Sharunas Bartas, lituano, uno dei grandi autori apparsi negli anni Novanta – l’esordio folgorante di Tre giorni era del 1991 – è un regista complicato che ha compiuto negli anni molti detour e battuto piste diverse senza però mai lasciare la ricerca che gli appartiene sin dagli esordi, le sue incursioni sentimentali di melanconia e durezza nella natura umana. Frost, presentato alla Quinzaine des Realisateurs è un film di viaggio – e il nomadismo è il dispositivo prediletto dal cinema di Bartas – attraverso i luoghi post-sovietici: Lituania, Polonia, Ucraina si srotolano veloci come punti luminosi rimbalzando dai vetri del furgone dei ragazzi. Lui alla guida tiene i rapporti, lei che parla poco russo è silenziosa; enigmatici, ambigui, sorridenti, pronti a ferirsi a vicenda con innocenza mentre l’utopia che sembrano inseguire appare sempre meno chiara più si avvicinano alla meta. L’itinerario cambia, si popola di incognite, Rokas perde la strada, il tempo si arresta, fluisce senza una precisa intenzione.
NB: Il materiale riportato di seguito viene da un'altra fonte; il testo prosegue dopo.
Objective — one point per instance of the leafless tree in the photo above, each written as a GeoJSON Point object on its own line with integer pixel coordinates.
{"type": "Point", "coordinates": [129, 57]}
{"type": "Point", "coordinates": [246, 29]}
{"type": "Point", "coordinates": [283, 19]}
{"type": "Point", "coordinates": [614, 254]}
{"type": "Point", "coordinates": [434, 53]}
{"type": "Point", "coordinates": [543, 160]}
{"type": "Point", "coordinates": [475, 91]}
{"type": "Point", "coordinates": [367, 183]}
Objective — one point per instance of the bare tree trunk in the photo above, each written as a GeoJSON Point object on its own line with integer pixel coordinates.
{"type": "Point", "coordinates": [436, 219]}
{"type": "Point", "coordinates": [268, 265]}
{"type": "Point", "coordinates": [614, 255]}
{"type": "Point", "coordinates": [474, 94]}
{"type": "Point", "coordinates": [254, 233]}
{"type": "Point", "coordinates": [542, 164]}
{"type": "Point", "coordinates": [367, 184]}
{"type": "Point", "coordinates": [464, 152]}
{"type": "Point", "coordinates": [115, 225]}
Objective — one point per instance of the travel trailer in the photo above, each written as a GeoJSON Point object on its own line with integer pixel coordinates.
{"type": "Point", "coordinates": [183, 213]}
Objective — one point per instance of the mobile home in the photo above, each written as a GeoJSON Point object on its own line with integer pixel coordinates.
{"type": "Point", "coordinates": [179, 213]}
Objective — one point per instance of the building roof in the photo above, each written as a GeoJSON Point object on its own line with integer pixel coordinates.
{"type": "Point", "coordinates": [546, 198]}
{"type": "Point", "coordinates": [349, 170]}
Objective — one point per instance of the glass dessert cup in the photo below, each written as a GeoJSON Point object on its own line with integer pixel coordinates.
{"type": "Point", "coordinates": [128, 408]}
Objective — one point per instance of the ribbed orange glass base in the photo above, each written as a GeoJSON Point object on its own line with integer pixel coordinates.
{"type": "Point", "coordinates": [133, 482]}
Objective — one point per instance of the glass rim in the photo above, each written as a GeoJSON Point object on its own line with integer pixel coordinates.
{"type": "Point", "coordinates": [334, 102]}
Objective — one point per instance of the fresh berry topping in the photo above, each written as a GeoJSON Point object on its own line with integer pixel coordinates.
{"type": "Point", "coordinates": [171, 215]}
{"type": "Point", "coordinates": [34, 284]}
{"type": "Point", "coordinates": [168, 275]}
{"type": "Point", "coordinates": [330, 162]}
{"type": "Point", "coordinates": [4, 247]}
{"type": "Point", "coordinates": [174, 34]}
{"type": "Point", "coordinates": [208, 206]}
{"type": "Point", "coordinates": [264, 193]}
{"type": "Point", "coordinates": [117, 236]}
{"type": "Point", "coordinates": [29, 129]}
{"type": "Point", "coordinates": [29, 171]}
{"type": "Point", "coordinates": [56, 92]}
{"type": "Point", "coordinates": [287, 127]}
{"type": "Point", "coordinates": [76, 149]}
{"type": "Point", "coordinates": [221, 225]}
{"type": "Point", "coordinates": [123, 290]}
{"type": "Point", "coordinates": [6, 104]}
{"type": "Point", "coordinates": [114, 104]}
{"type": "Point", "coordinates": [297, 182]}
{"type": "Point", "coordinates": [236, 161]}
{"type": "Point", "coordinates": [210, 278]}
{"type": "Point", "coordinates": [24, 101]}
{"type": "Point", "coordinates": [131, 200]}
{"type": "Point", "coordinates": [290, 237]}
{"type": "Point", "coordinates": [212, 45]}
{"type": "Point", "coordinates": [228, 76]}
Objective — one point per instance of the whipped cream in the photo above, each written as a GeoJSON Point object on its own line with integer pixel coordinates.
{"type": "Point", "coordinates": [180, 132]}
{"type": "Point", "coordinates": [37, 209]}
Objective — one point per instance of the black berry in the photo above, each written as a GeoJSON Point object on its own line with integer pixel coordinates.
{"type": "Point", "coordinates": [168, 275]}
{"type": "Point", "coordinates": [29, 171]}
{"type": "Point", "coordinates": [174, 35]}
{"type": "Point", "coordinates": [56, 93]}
«Nei miei film ho sempre parlato di storie che mi riguardavano da vicino, di cui avevo avuto esperienza» dice Bartas. Cosa ci racconta dunque questo paesaggio innevato, col ghiaccio che lo inghiotte fino a cristallizzare il più piccolo alito di respiro? Una storia d’amore. È il film di Inga e di Rokas che stanno insieme e al tempo stesso sono distanti. Che vorrebbero amarsi con leggerezza, senza gelosie. È il film delle loro carezze e dei loro sguardi. E una guerra. Questo è Frost soprattutto, un film di guerra, anzi dentro alla guerra, che non vediamo ma di cui il regista dissemina i segnali lungo tutto il percorso assumendo la scommessa di ripensare il genere (cinematografico) nella contemporaneità. Non ci sono eroici soldati, graduati, effetti speciali. Ma c’è quello che della guerra, e del suo racconto, fa parte nel presente. I volontari, i giornalisti internazionali chiusi in un albergo di lusso, tra cui Vanessa Paradis, che seguono a distanza gli accadimenti, tanto di quella guerra come di altre poco interessa ormai. O peggio ancora è scivolata nell’abitudine dell’informazione. La guerra però nelle loro parole non c’è, bisognerà spingersi un po’ più lontano, continuare lungo la strada.

Fino a che all’improvviso deflagra nel paesaggio: i tank, i check point, le strade minate, le case vuote e distrutte, le armi, l’odore dei cadaveri mascherati dal ghiaccio che un battaglione assurdo di raccoglitori seppellisce, i nemici e i compagni. E allora: come raccontare una guerra parlando di qualcosa che fa parte del presente e insieme di quella confusione che arriva prima della paura e della morte. È questione di punto di vista, di calibrare le distanze. Bartas a differenza del giovane Rokas condannato dalla sua ansia di testimoniare tutto, di portarsi la guerra a casa l’iPhone – come i turisti di Austerlitz – si allontana per entrare nella sostanza del conflitto, lasciandola fluire nella sua impossibile definizione.